Identifying potential three key targets gene for septic shock in children using bioinformatics and machine learning methods.

作者信息

Guo Wei, Chen Hao, Wang Feng, Chi Yingjiao, Zhang Wei, Wang Shan, Chen Kezhu, Chen Hong

机构信息

Department of Pediatrics, First Affiliated Hospital, Heilongjiang University of Chinese Medicine, Harbin, China.

Department of Surgery, Heilongjiang Academy of Traditional Chinese Medicine, Harbin, China.

出版信息

Front Immunol. 2025 Jun 17;16:1586584. doi: 10.3389/fimmu.2025.1586584. eCollection 2025.

DOI:10.3389/fimmu.2025.1586584
PMID:40599778
原文链接:https://pmc.ncbi.nlm.nih.gov/articles/PMC12209225/
Abstract

BACKGROUND

Septic shock in children is an infectious disease caused by low immunity, and its mortality is very high.
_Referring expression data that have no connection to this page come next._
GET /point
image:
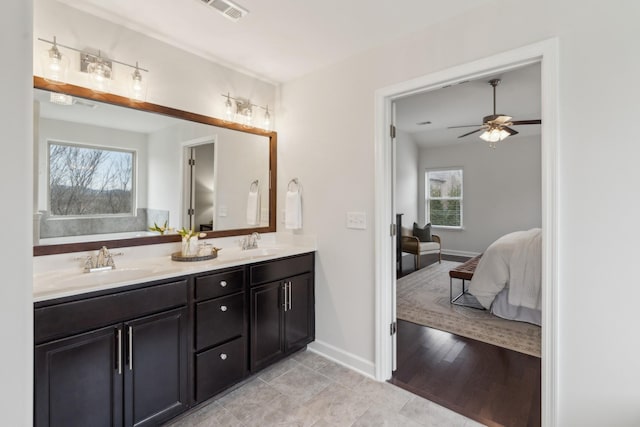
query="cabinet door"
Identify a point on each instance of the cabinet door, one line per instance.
(155, 368)
(266, 324)
(77, 380)
(299, 314)
(220, 367)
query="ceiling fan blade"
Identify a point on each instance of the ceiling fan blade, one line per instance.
(470, 133)
(511, 131)
(464, 126)
(526, 122)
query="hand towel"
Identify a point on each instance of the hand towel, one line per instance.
(253, 208)
(293, 211)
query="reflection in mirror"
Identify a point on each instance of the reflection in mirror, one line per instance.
(110, 172)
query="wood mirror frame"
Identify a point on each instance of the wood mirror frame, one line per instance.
(38, 250)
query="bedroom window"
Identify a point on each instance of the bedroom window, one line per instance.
(90, 181)
(443, 199)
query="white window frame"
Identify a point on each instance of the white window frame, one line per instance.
(134, 180)
(428, 198)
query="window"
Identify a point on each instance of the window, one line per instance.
(90, 181)
(443, 204)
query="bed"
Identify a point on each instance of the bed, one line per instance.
(507, 279)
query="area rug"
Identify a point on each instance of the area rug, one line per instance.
(423, 298)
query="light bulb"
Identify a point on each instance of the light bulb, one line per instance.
(99, 74)
(267, 119)
(137, 86)
(228, 109)
(54, 65)
(494, 135)
(248, 116)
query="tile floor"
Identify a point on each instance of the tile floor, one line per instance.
(309, 390)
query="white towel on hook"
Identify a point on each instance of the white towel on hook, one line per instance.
(253, 207)
(293, 210)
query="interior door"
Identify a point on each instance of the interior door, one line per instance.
(394, 320)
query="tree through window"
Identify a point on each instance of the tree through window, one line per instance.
(443, 205)
(87, 180)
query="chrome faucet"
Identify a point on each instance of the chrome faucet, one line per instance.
(250, 241)
(103, 260)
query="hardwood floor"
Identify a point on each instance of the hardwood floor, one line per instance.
(490, 384)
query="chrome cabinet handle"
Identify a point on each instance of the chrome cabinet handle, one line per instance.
(130, 348)
(284, 291)
(119, 351)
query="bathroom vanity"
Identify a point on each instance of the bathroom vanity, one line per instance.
(142, 353)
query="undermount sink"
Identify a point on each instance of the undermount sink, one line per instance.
(237, 254)
(77, 279)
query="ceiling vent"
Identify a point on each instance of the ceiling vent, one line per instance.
(227, 8)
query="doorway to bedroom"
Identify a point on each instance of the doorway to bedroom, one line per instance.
(544, 53)
(460, 194)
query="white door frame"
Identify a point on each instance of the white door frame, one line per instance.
(546, 53)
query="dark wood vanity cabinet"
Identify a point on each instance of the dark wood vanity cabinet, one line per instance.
(144, 354)
(220, 356)
(282, 303)
(131, 370)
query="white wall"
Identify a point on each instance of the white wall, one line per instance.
(16, 359)
(176, 78)
(407, 177)
(331, 150)
(501, 189)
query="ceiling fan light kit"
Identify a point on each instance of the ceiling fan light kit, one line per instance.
(496, 126)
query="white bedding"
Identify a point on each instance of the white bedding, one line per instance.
(513, 261)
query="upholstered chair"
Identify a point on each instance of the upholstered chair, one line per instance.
(413, 245)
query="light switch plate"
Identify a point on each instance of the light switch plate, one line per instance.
(357, 220)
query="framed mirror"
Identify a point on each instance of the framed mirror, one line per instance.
(107, 169)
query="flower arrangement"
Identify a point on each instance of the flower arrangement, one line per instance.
(188, 234)
(190, 241)
(160, 229)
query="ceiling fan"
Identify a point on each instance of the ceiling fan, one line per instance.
(496, 126)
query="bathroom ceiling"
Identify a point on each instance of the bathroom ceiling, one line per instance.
(279, 40)
(517, 95)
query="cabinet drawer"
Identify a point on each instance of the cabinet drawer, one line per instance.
(66, 319)
(220, 367)
(219, 320)
(272, 271)
(219, 284)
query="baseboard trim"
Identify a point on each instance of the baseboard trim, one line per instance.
(346, 359)
(459, 253)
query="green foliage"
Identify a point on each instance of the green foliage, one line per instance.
(445, 212)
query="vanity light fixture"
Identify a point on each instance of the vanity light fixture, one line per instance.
(99, 71)
(98, 67)
(55, 64)
(137, 85)
(243, 112)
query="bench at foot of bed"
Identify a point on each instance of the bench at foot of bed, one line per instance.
(463, 272)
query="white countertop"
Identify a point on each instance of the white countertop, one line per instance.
(57, 276)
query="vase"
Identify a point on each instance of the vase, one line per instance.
(190, 246)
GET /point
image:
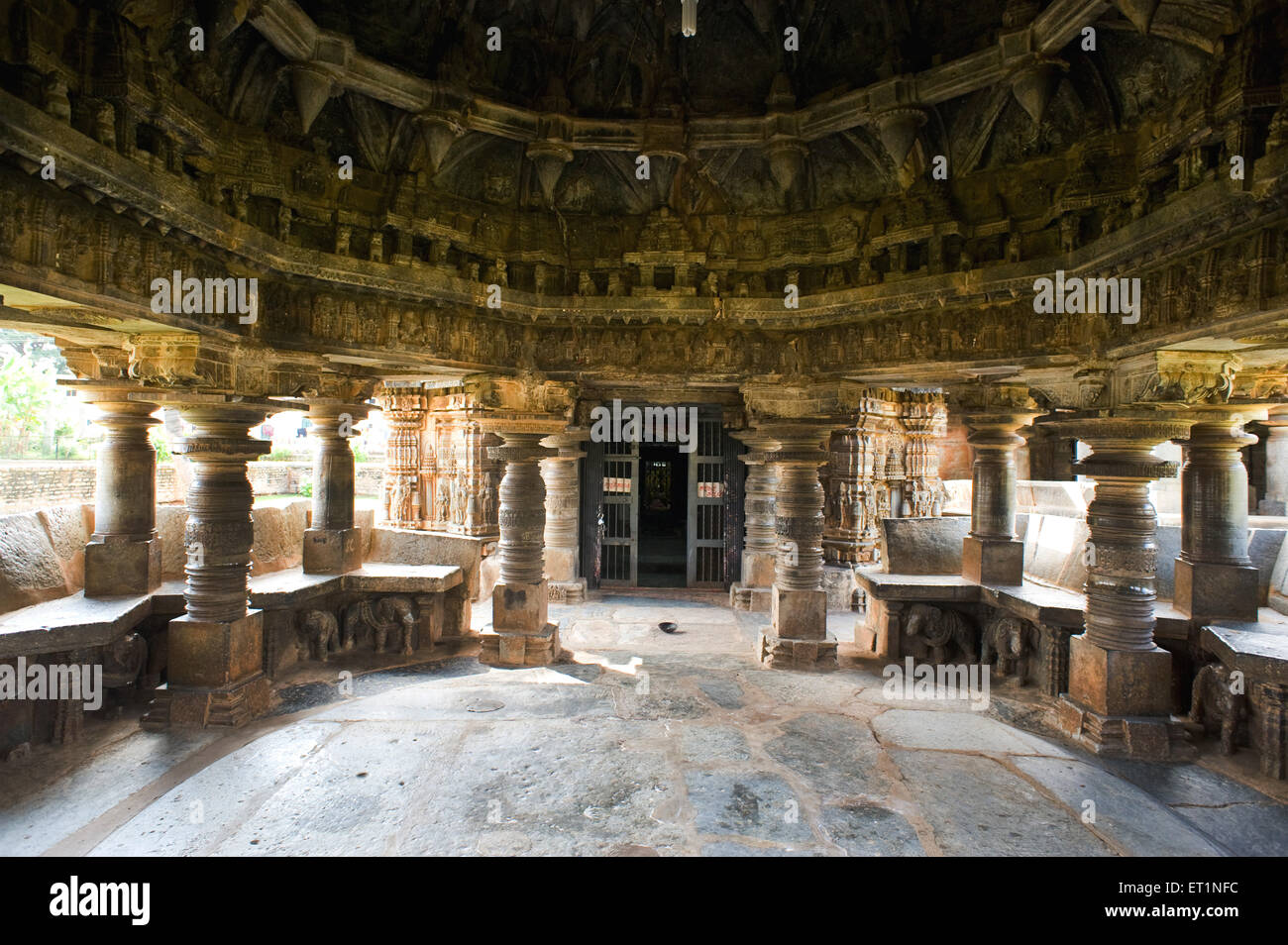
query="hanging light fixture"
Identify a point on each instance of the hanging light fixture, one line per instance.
(690, 17)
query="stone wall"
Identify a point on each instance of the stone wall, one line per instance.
(271, 477)
(43, 551)
(43, 554)
(43, 484)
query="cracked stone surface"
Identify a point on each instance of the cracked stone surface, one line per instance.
(645, 744)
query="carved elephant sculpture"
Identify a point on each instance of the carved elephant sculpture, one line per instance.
(382, 617)
(1218, 707)
(393, 613)
(318, 634)
(1013, 643)
(941, 634)
(124, 661)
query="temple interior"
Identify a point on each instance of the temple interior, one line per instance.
(805, 428)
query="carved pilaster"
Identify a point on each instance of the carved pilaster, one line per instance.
(760, 542)
(798, 636)
(404, 415)
(1120, 680)
(522, 632)
(217, 648)
(991, 553)
(331, 544)
(124, 554)
(559, 472)
(1215, 577)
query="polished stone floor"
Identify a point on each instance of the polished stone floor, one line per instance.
(648, 743)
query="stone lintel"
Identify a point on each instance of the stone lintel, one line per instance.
(993, 561)
(518, 649)
(333, 550)
(121, 564)
(1225, 591)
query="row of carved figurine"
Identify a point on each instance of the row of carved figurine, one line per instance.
(391, 618)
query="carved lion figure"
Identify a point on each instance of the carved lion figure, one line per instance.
(1216, 705)
(318, 634)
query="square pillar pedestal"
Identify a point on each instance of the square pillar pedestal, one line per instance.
(1227, 591)
(520, 632)
(993, 562)
(333, 550)
(215, 675)
(117, 564)
(1120, 702)
(798, 636)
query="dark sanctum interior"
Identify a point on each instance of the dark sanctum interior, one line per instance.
(874, 409)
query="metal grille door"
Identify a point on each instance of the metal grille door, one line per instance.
(706, 558)
(618, 564)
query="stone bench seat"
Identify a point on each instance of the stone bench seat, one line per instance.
(1254, 713)
(941, 587)
(71, 623)
(1260, 651)
(1039, 604)
(78, 622)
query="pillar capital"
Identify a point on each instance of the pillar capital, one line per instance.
(567, 443)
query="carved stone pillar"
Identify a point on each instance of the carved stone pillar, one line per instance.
(760, 542)
(215, 652)
(922, 417)
(798, 636)
(520, 634)
(124, 554)
(1215, 577)
(331, 544)
(991, 553)
(1276, 465)
(559, 473)
(404, 413)
(1120, 680)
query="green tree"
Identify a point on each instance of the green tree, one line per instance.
(26, 393)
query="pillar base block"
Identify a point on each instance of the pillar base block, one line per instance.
(211, 656)
(1146, 738)
(520, 608)
(751, 599)
(510, 649)
(1228, 591)
(116, 566)
(786, 653)
(799, 614)
(568, 591)
(993, 562)
(333, 550)
(228, 707)
(1120, 682)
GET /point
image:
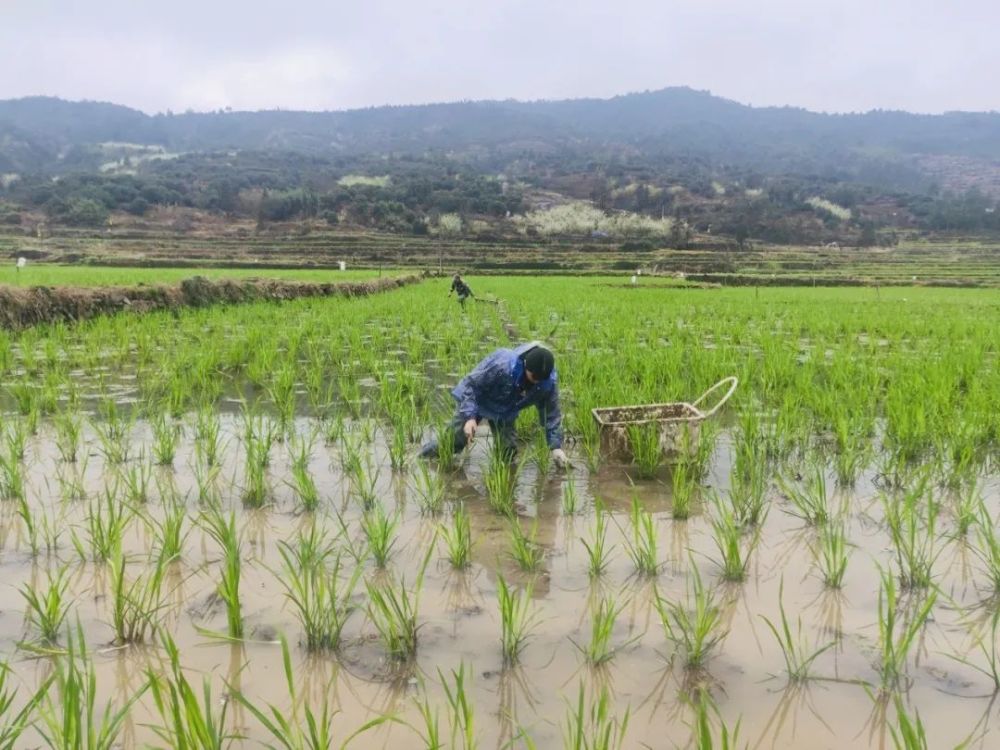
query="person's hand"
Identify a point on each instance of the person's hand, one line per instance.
(469, 428)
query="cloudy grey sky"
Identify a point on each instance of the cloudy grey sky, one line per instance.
(847, 55)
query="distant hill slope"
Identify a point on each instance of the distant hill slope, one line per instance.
(36, 133)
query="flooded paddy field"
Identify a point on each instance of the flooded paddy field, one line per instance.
(220, 518)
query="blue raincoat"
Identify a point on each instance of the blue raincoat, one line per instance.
(496, 390)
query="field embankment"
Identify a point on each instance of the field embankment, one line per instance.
(23, 307)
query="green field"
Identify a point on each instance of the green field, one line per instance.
(181, 492)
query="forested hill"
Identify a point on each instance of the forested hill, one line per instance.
(35, 132)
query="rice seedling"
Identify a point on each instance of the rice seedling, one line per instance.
(47, 610)
(107, 519)
(598, 650)
(393, 612)
(15, 723)
(831, 551)
(896, 637)
(641, 542)
(315, 587)
(798, 654)
(166, 436)
(135, 605)
(500, 478)
(380, 532)
(186, 723)
(598, 552)
(288, 730)
(912, 524)
(730, 540)
(69, 431)
(458, 538)
(70, 717)
(706, 736)
(516, 620)
(694, 627)
(684, 483)
(592, 726)
(430, 489)
(461, 712)
(524, 548)
(809, 503)
(11, 478)
(223, 531)
(647, 451)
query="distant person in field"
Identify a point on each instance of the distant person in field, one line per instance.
(459, 286)
(501, 386)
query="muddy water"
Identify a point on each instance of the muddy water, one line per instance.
(460, 621)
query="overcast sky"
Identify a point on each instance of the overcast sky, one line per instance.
(850, 55)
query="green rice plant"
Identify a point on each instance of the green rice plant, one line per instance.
(706, 736)
(135, 605)
(694, 627)
(223, 531)
(256, 491)
(184, 722)
(393, 611)
(288, 730)
(315, 587)
(809, 503)
(166, 436)
(570, 502)
(730, 540)
(799, 655)
(11, 478)
(302, 482)
(831, 551)
(107, 519)
(430, 488)
(500, 478)
(641, 541)
(598, 552)
(592, 726)
(516, 620)
(47, 610)
(912, 524)
(909, 733)
(380, 532)
(647, 452)
(598, 649)
(896, 637)
(748, 494)
(524, 548)
(69, 431)
(69, 718)
(13, 724)
(445, 445)
(461, 713)
(966, 507)
(684, 483)
(458, 538)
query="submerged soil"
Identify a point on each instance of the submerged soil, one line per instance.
(459, 619)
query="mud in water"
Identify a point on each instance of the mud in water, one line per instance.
(458, 611)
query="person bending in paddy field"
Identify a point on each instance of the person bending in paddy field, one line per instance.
(501, 386)
(463, 290)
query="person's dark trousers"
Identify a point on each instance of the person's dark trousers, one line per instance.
(503, 434)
Early prediction of the risk of death in children with septic shock is helpful for clinicians to judge the severity of the disease, take active treatment measures, and improve the adverse outcomes of patients. However, the mechanism of death from sepsis in children remains unclear. This study aims to use bioinformatics and machine learning algorithms to identify key genes and pathways associated with fatal sepsis in children, and provide theoretical basis for rational drug use in follow-up TCM treatment.

METHODS

Gene expression profiles were obtained from the GEO database (GSE4607) for 15 blank patients and 14 children with sepsis death. Differentially expressed genes (DEGs) were enriched by GO and KEGG pathways. Construct and visualize protein-protein interaction (PPI) networks to identify candidate genes responsible for fatal sepsis in children. Three kinds of machine learning models were established, and the candidate genes were screened by intersection to obtain the core genes with diagnostic value. ROC curve was drawn for core genes to clarify the diagnostic value of genetic markers.

RESULTS

Analysis of differences in the preprocessed dataset identified 83 genes, including 78 up-regulated genes and 5 down-regulated genes. 17 candidate genes were screened by protein interaction network analysis. Three machine learning algorithms LASSO, random forest (RF), and support vector machine recursive feature elimination (SVM-RFE) were used to finally screen out three core genes: CD163, MCEMP1 and RETN. CD163, MCEMP1 and RETN may jointly regulate complement and coagulation cascades, toll like receptor signaling pathway, graft versus host disease, type I diabetes mellitus.

CONCLUSION

In this study, three core genes (CD163, MCEMP1 and RETN) that lead to sepsis death in children were screened out, providing a new understanding of the lethal mechanism of sepsis in children and a promising new therapeutic approach.

摘要

背景

儿童脓毒性休克是一种因免疫力低下引起的感染性疾病,死亡率极高。早期预测儿童脓毒性休克的死亡风险有助于临床医生判断疾病严重程度,采取积极治疗措施,改善患者不良结局。然而,儿童脓毒症的死亡机制仍不清楚。本研究旨在利用生物信息学和机器学习算法识别与儿童致命性脓毒症相关的关键基因和通路,为后续中医治疗合理用药提供理论依据。

方法

从GEO数据库(GSE4607)获取15例空白对照患者和14例脓毒症死亡儿童的基因表达谱。通过GO和KEGG通路对差异表达基因(DEGs)进行富集。构建并可视化蛋白质-蛋白质相互作用(PPI)网络,以识别导致儿童致命性脓毒症的候选基因。建立三种机器学习模型,并通过交集筛选候选基因,以获得具有诊断价值的核心基因。绘制核心基因的ROC曲线,以阐明基因标志物的诊断价值。

结果

对预处理数据集的差异分析确定了83个基因,其中78个上调基因和5个下调基因。通过蛋白质相互作用网络分析筛选出17个候选基因。使用三种机器学习算法LASSO、随机森林(RF)和支持向量机递归特征消除(SVM-RFE)最终筛选出三个核心基因:CD163、MCEMP1和RETN。CD163、MCEMP1和RETN可能共同调节补体和凝血级联反应、Toll样受体信号通路、移植物抗宿主病、I型糖尿病。

结论

本研究筛选出导致儿童脓毒症死亡的三个核心基因(CD163、MCEMP1和RETN),为儿童脓毒症的致死机制提供了新的认识和一种有前景的新治疗方法。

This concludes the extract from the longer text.